Большое волшебство (Гилберт) - страница 69

Я предлагаю вам попытаться проделать этот трюк дома.

Я и сама иногда его проделываю, когда чувствую себя совершенно никчемной и бестолковой, так что начинает казаться, что воображение навсегда меня покинуло. Я подхожу к зеркалу и строго говорю: «Ну, и как же воображению от тебя не спрятаться, Гилберт? Полюбуйся, на кого ты похожа!»

Потом я начинаю чистить перышки. Первым делом стягиваю проклятую резинку с сальных волос. Сбрасываю несвежую пижаму и отправляюсь под душ. Потом брею – не бороду, конечно, но хотя бы ноги. Надеваю что-нибудь пристойное. Чищу зубы, умываю лицо. Даже крашу губы, хотя я никогда не хожу с накрашенными губами.
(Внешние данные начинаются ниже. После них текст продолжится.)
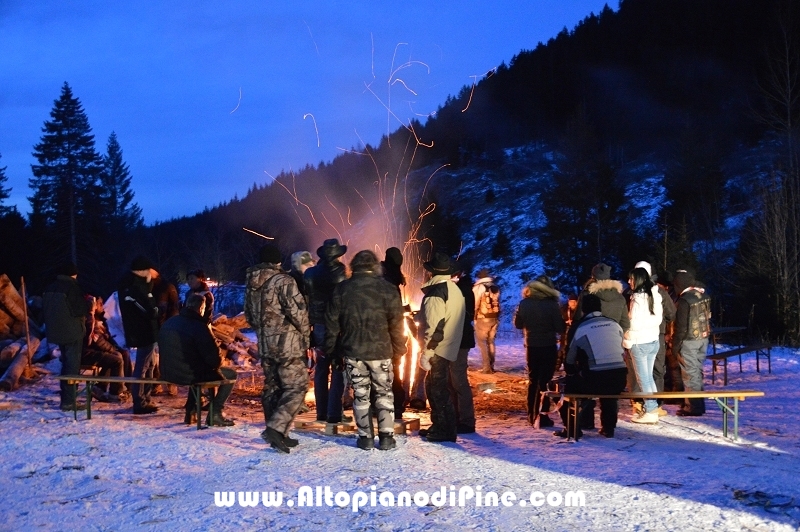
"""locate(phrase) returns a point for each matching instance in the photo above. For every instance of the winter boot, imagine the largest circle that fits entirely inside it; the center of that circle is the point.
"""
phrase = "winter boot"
(386, 441)
(366, 442)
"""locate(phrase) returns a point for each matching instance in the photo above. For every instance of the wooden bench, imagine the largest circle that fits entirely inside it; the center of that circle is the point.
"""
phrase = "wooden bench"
(90, 380)
(761, 350)
(720, 397)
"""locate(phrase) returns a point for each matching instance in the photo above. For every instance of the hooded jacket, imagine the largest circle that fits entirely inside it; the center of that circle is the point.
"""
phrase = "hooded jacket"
(365, 319)
(441, 318)
(188, 352)
(539, 315)
(613, 304)
(139, 310)
(64, 309)
(320, 280)
(276, 310)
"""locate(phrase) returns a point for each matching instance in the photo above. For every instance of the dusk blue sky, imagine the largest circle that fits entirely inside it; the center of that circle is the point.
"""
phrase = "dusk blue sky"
(207, 98)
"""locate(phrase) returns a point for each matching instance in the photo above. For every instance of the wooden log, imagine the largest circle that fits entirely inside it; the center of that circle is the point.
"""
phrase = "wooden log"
(10, 380)
(9, 352)
(10, 301)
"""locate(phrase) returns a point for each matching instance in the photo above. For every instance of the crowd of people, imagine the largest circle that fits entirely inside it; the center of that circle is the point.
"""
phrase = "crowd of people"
(648, 336)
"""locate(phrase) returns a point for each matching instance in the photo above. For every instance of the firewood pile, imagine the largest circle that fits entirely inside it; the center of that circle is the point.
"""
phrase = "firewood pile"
(234, 344)
(16, 353)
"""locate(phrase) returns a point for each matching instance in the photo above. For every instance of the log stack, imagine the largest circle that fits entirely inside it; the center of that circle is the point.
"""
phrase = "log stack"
(234, 344)
(16, 354)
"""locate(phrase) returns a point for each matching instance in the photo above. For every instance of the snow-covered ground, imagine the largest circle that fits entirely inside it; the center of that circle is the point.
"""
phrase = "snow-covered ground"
(117, 472)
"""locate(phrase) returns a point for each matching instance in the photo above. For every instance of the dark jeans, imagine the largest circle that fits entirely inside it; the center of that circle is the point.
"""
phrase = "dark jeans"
(146, 361)
(70, 365)
(541, 367)
(443, 413)
(222, 394)
(608, 382)
(460, 390)
(328, 399)
(111, 364)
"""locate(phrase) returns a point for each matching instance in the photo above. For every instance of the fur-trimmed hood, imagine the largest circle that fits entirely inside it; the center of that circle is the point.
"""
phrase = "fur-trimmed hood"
(539, 290)
(607, 284)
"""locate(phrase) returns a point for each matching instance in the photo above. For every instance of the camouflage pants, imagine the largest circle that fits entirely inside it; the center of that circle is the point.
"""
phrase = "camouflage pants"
(378, 375)
(285, 387)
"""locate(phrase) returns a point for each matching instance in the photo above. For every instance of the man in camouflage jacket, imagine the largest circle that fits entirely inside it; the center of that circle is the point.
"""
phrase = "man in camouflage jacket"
(276, 310)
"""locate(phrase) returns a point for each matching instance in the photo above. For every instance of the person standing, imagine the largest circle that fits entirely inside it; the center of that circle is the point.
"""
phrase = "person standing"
(595, 364)
(487, 317)
(196, 279)
(276, 310)
(460, 389)
(188, 354)
(441, 327)
(540, 317)
(646, 315)
(140, 320)
(320, 282)
(690, 340)
(64, 308)
(392, 273)
(613, 305)
(365, 319)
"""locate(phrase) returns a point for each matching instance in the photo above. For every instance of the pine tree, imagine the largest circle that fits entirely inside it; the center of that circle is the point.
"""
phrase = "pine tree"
(65, 182)
(5, 193)
(116, 195)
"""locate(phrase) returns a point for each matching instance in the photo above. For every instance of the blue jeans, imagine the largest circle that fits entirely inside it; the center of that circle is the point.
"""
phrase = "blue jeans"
(328, 400)
(644, 356)
(146, 362)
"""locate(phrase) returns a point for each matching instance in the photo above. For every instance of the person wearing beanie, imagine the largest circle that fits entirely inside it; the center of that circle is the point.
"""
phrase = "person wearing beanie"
(364, 321)
(140, 314)
(320, 282)
(690, 339)
(391, 272)
(276, 310)
(539, 315)
(64, 308)
(487, 317)
(196, 279)
(613, 305)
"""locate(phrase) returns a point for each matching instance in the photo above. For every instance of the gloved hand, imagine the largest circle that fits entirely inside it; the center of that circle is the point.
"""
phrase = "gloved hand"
(425, 361)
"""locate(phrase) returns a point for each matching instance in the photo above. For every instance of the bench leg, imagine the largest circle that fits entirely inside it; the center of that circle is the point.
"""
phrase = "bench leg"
(89, 386)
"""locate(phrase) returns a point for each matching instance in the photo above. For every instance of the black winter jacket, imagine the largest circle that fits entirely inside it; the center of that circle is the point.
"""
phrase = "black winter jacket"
(320, 281)
(540, 316)
(187, 350)
(64, 308)
(365, 319)
(139, 310)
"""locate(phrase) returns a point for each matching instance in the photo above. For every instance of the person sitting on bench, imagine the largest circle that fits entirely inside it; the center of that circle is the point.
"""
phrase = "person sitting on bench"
(190, 355)
(595, 364)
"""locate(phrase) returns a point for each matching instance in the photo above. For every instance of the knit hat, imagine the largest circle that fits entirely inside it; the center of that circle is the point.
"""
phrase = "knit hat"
(601, 272)
(141, 263)
(269, 254)
(393, 256)
(440, 264)
(301, 258)
(331, 249)
(682, 281)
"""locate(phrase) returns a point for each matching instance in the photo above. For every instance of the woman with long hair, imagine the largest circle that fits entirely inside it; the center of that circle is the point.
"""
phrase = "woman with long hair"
(645, 312)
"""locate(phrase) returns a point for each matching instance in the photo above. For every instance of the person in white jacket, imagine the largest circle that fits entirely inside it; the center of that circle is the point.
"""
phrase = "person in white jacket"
(645, 312)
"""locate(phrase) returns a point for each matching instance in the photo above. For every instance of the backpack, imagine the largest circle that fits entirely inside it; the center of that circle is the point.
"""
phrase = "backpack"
(489, 305)
(699, 318)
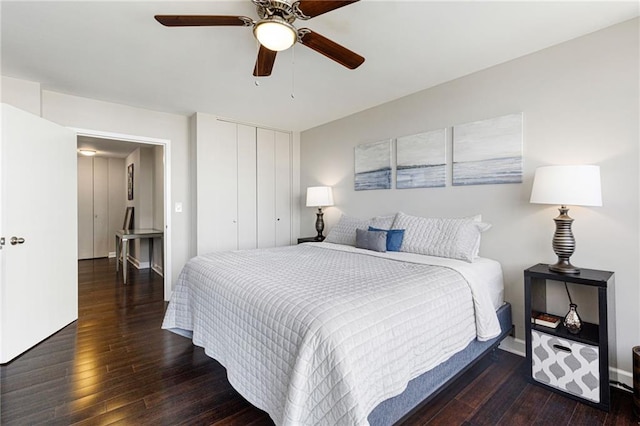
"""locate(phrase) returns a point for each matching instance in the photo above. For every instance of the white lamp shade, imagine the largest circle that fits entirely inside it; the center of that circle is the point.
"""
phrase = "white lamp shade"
(319, 196)
(275, 34)
(577, 185)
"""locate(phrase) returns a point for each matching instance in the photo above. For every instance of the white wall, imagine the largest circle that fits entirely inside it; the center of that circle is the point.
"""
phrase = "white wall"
(117, 199)
(580, 104)
(21, 94)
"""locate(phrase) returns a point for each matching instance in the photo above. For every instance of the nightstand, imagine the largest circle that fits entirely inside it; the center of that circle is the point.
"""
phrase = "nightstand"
(310, 239)
(576, 365)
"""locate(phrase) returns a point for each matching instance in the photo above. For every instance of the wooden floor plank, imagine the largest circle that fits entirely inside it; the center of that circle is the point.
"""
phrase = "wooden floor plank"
(115, 365)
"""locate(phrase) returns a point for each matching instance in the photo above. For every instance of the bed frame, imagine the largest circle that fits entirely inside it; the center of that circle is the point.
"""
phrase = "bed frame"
(424, 388)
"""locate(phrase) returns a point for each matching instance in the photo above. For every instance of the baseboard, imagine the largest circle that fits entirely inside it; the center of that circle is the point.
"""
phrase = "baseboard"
(513, 345)
(137, 264)
(158, 270)
(622, 376)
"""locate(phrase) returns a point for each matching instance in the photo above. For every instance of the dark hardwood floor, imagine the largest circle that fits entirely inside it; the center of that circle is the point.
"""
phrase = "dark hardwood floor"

Расчищаю письменный стол от барахла, открываю окно настежь, могу даже зажечь ароматизированную свечу. Иногда, не поверите, я вспоминаю о духах! Я не пользуюсь ими даже по торжественным случаям, но готова надушиться ради того, чтобы обольстить и вернуть собственное творческое начало. (Коко Шанель: «У женщины, которая не пользуется духами, нет будущего».)

Я всегда стараюсь напоминать себе, что у меня роман с вдохновением, я хочу, чтобы и ему захотелось закрутить со мной, а это вряд ли получится, когда неделями слоняешься по квартире в футболке мужа, потому что дело не идет и руки опускаются. Я собираюсь, «наряжаюсь с ног до головы» (словами Тристрама Шенди) – и возвращаюсь к работе. Это срабатывает без осечек. Признаюсь как на духу – будь у меня пудреный парик XVIII века, как у Тристрама, я иногда надевала бы и его.

«Играй роль, пока роль не станет тобой» – вот в чем хитрость.

«Оденься понаряднее, если хочешь писать» – то же самое, но другими словами.

Обольсти Магию творчества, и она непременно к тебе вернется – прилетит, как ворон, привлеченный яркой, блестящей вещицей.

Страх на высоких каблуках

Однажды я влюбилась в одаренного молодого человека, бывшего, я уверена, куда более талантливым писателем, чем я сама. Ему не было и тридцати, когда он отказался от мысли стать писателем, потому что никак не получалось перенести свои мысли на бумагу в точности так, как они складывались у него в голове. Это раздражало его и выбивало из колеи. Он не хотел осквернять сверкающий идеал, существующий в воображении, перенося его на бумагу в виде несовершенного подобия.

Пока я корпела над своими робкими, неуклюжими рассказиками, этот блестящий юноша отказывался написать хоть слово. Он и меня стыдил за эти пробы пера. Неужели, говорил он, эти кошмарные результаты не причиняют тебе боли и не кажутся позором? Подразумевалось, что он наделен более совершенным чувством художественного вкуса и интуиции. Любое несовершенство – даже его собственное – ранило чувствительную душу. Он считал свое решение никогда не писать книг проявлением благородства – зачем, если эта книга не станет великой?